28. The Tales Of Pangloss & The Baron
From Candide by Voltaire (1759)

What happened to Candide, Cunegonde, Pangloss, Martin, etc.

"I ask your pardon once more," said Candide to the Baron. "I ask pardon for having thrust my sword through your body."
"Don't let us say any more about it," said the Baron , "I was a little too hasty, I must confess. But since you desire to know by what fatality I came to be a galley-slave, I will inform you. After I was cured of my wound, by a brother who was apothecary, I was attacked and carried off by a party of Spaniards, who confined me in prison at Buenos-Ayres, at the very time my sister was setting out from thence. I demanded leave to return to Europe. I was nominated to go as almoner to Constantinople, with the French ambassador. I had not been eight days engaged in this employment, when one day I met with a young, well-made Icoglan. It was then very hot; the young man went to bathe himself, and I took the opportunity to bathe myself too. I did not know that it was a capital crime for a Christian to be found naked with a young Mussulman. A cadi ordered me to receive a hundred strokes of the bastinado on the soles of my feet, and condemned me to the galleys. I do not think there ever was a greater act of injustice. But I should be glad to know how it comes about, that my sister is dish-washer in the kitchen of a Transylvania prince, who is a refugee among the Turks."
"But you, my dear Pangloss," said Candide , "how came I ever to set eyes on you again!"
"It is true, indeed," said Pangloss , "that you saw me hanged; I ought naturally to have been burnt; but you may remember, that it rained prodigiously when they were going to roast me; the storm was so violent that they despaired of lighting the fire.
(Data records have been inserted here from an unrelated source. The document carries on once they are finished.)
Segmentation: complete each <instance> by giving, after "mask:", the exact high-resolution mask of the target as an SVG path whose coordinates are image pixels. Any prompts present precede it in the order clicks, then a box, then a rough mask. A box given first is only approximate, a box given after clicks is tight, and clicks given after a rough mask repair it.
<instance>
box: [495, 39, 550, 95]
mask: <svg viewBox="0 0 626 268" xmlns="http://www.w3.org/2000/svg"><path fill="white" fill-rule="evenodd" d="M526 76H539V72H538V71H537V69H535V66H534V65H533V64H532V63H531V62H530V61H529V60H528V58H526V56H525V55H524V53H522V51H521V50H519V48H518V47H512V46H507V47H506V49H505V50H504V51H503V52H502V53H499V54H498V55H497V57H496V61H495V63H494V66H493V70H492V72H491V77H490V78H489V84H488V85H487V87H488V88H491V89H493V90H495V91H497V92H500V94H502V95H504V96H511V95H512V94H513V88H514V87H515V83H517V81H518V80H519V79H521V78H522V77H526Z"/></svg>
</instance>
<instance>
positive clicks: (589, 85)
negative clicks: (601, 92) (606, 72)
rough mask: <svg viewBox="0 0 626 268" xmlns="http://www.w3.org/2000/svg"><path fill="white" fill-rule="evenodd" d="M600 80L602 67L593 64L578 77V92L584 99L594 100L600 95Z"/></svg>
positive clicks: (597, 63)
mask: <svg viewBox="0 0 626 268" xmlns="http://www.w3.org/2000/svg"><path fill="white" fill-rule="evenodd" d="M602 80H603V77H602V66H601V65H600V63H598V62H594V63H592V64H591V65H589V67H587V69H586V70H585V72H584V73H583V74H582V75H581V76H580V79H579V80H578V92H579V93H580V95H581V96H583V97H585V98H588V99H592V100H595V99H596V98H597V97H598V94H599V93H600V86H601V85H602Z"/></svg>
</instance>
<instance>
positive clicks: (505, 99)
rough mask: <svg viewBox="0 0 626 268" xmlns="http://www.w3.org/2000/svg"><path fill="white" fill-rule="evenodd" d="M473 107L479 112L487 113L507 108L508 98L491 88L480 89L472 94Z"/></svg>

I was therefore hanged because they could do no better. A surgeon bought my body, carried it home with him, and began to dissect me. He first made a crucial incision. No one could have been more slovenly hanged than I was. The executioner of the inquisition burnt people marvellously well, but he was not used to the art of hanging them. The cord being wet did not slip properly, and the noose was badly tied; in short, I still drew my breath. The crucial incision made me give such a dreadful shriek, that my surgeon fell down backwards, and fancying he was dissecting the devil, he ran away, ready to die with the fright, and fell down a second time on the stair-case, as he was making off. His wife ran out of an adjacent closet, on hearing the noise, saw me extended on the table with my crucial incision, and being more frightened than her husband, fled also, and tumbled over him. When they were come to themselves a little, I heard the surgeon's wife say to him, "My dear, how came you to be so foolish as to venture to dissect a heretic? Don't you know that the devil always takes possession of the bodies of such people? I will go immediately and fetch a priest to exorcise him." I shuddered at this proposal, and mustered up what little strength I had left to cry out, Oh! have pity upon me! At length the Portuguese barber took courage, sewed up my skin, and his wife nursed me so well, that I was upon my feet again in about fifteen days. The barber got me a place, to be footman to a knight of Malta, who was going to Venice; but my master not being able to pay me my wages, I engaged in the service of a Venetian merchant, and went along with him to Constantinople."
"One day I took a fancy to go into a mosque. There was nobody there but an old iman, and a very handsome young devotee saying her prayers. Her breast was uncovered; she had in her bosom a beautiful nosegay of tulips, anemones, ranunculuses, hyacinths, and auriculas; she let her nosegay fall; I took it up, and presented it to her with the most profound reverence. However, I was so long in handing it to her, that the iman fell into a passion, and seeing I was a Christian, called out for help. They carried me before the cadi, who ordered me a hundred bastinadoes, and to be sent to the galleys. I was chained to the same galley and the same bench with the Baron. There were on board this galley four young men from Marseilles, five Neapolitan priests, and two monks of Corfu, who told us that the like adventures happened every day. The Baron pretended that he had suffered more injustice than I; and I insisted that it was far more innocent to put a nosegay into a young woman's bosom, than to be found stark naked with an Icoglan. We were perpetually disputing, and we received twenty lashes every day with a bull's pizzle, when the concatenation of events in this universe brought you to our galley, and you ransomed us."
"Well, my dear Pangloss," said Candide , "when you were hanged, dissected, severely beaten, and tugging at the oar in the galley, did you always think that things in this world were all for the best?"
"I am still as I always have been, of my first opinion," answered Pangloss , "for as I am a philosopher, it would be inconsistent with my character to contradict myself; especially as Liebnitz could not be in the wrong; and his pre-established harmony is certainly the finest system in the world, as well as his gross and subtle matter."